• Much of the auto industry is spending big to optimize EV batteries.
  • Lucid CEO Peter Rawlinson said the battery isn't what the industry needs to prioritize.
  • "The car has the range, not the battery," Rawlinson said.

Automakers and startups are investing billions of dollars in batteries in the hopes that new or revamped chemistries, materials, and manufacturing processes will give them a leg up in a future where electric vehicles rule

Ford recently announced it is spending $11 billion on battery factories with partner SK Innovation. General Motors' new Wallace Battery Cell Innovation Center will aim to bring the company's new Ultium batteries to market. Startups like Sila Nanotechnologies, Addionics, QuantumScape, and SES are pulling in billions from investors who see big returns in solving battery challenges. 

Peter Rawlinson, CEO of EV startup Lucid Motors, believes this emphasis on the battery is wrong. An EV's range — and its customer appeal — he said, has little to do with how many kilowatts it hauls around.

"The battery pack is totally overrated and most people don't get it," Rawlinson told Insider. "The car has the range, not the battery," he said. "And the car has the efficiency, not the battery."

The "Dream Edition" of Lucid's first model, the Lucid Air, offers an industry-trouncing range of 520 miles. That achievement, the CEO said, is "90% not the battery and 10% the battery." 

The Air's roughly 113-kilowatt-hour battery pack is among the largest in the industry, but its size alone doesn't deliver the 520-mile figure. 

Rawlinson said that offering that kind of range hinges on mastering every element of the car, including the motors, inverter, transmission, drive shafts, tires, aerodynamics, and cooling system.
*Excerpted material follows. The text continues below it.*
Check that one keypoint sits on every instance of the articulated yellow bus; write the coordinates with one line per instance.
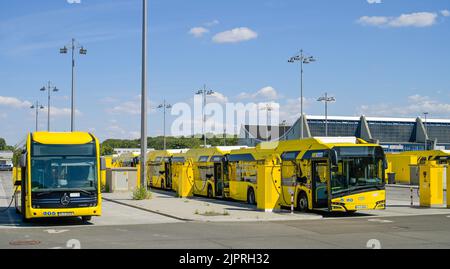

"You could put the most rubbish battery in a Lucid Air and it would still go farther than anyone else because the rest of the car is so damned efficient," he said. "If you put the same capacity battery from anything else in there, it would still go 500 miles, as long as it's got that capacity."

Lucid just began rolling cars off production lines in Casa Grande, Arizona, and plans to begin customer deliveries sometime this month.